Hyperliquid's new USDC arrangement with Coinbase and Circle lets the protocol capture most reserve income generated by stablecoin deposits on the platform.
Analysts say the deal could create significant long-term buying pressure for HYPE as revenue shifts from trading activity toward stablecoin balances.
Compass Point estimates the agreement could cut up to $80 million from Circle and Coinbase annual EBITDA and warns other DeFi protocols may demand similar terms.
Hyperliquid's new deal with Coinbase (COIN) and Circle (CRCL) is shifting stablecoin profits away from issuers and toward crypto trading platforms, a move analysts said could create sustained buying pressure for the HYPE token while squeezing margins at Circle.
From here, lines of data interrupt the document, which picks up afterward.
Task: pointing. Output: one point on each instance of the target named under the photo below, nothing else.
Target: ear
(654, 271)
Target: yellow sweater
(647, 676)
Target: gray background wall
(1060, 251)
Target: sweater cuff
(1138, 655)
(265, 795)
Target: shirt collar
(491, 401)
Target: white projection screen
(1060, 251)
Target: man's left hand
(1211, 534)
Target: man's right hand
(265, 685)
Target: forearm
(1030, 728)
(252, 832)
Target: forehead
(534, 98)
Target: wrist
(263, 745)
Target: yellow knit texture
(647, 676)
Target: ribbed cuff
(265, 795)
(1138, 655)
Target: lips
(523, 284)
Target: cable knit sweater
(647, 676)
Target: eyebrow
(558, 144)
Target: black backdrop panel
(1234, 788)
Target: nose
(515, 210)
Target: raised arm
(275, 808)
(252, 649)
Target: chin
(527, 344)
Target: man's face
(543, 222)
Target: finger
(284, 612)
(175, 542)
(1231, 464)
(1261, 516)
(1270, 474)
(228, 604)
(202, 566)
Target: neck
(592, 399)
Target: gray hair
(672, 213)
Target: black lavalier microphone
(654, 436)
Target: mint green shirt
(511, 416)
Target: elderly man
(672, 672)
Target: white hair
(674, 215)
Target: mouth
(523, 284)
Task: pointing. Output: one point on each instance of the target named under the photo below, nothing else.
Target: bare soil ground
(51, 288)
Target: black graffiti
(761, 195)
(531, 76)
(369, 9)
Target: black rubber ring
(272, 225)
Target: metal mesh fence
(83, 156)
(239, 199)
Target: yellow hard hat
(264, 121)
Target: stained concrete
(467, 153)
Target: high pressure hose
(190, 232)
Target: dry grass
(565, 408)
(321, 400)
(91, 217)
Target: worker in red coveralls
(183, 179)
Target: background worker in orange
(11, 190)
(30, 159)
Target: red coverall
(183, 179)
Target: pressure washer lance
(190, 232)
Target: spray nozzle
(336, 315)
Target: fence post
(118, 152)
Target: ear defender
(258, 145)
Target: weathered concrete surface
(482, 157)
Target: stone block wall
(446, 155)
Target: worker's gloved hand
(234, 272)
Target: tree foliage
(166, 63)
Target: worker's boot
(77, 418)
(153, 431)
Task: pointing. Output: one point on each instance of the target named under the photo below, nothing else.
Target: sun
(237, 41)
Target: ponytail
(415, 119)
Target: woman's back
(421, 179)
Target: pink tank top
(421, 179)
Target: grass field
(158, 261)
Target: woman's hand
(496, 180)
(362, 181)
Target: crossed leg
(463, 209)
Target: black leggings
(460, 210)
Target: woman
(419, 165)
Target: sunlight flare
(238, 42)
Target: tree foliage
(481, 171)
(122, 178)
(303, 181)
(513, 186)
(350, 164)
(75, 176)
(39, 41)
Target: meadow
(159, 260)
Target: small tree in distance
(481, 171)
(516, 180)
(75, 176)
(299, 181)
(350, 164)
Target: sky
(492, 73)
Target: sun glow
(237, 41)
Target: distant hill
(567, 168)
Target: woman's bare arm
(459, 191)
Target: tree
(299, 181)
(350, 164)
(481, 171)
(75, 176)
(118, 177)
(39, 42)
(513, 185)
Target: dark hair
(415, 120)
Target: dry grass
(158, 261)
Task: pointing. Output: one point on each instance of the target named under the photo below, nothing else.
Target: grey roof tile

The agreement, announced last Thursday, makes Circle's USDC stablecoin the official "Aligned Quote Asset" (AQA) on Hyperliquid, the fast-growing perpetual futures exchange. Coinbase will become the treasury deployer for most USDC on the network, while Circle handles minting, redemptions and cross-chain infrastructure.
While the exact details of the revenue share were not revealed, the AQA frame means that Hyperliquid will receive most — as much as 90% — of the reserve income generated by USDC deposits on the platform — revenue that historically flowed mainly to stablecoin Circle and Coinbase.
"The more I think about this Coinbase partnership, the more I believe it is Hyperliquid’s biggest announcement all year," Syncracy Capital co-founder Ryan Watkins wrote on X.
Watkins argued the deal fundamentally changes Hyperliquid’s business model because the protocol now captures both trading fees and stablecoin yield.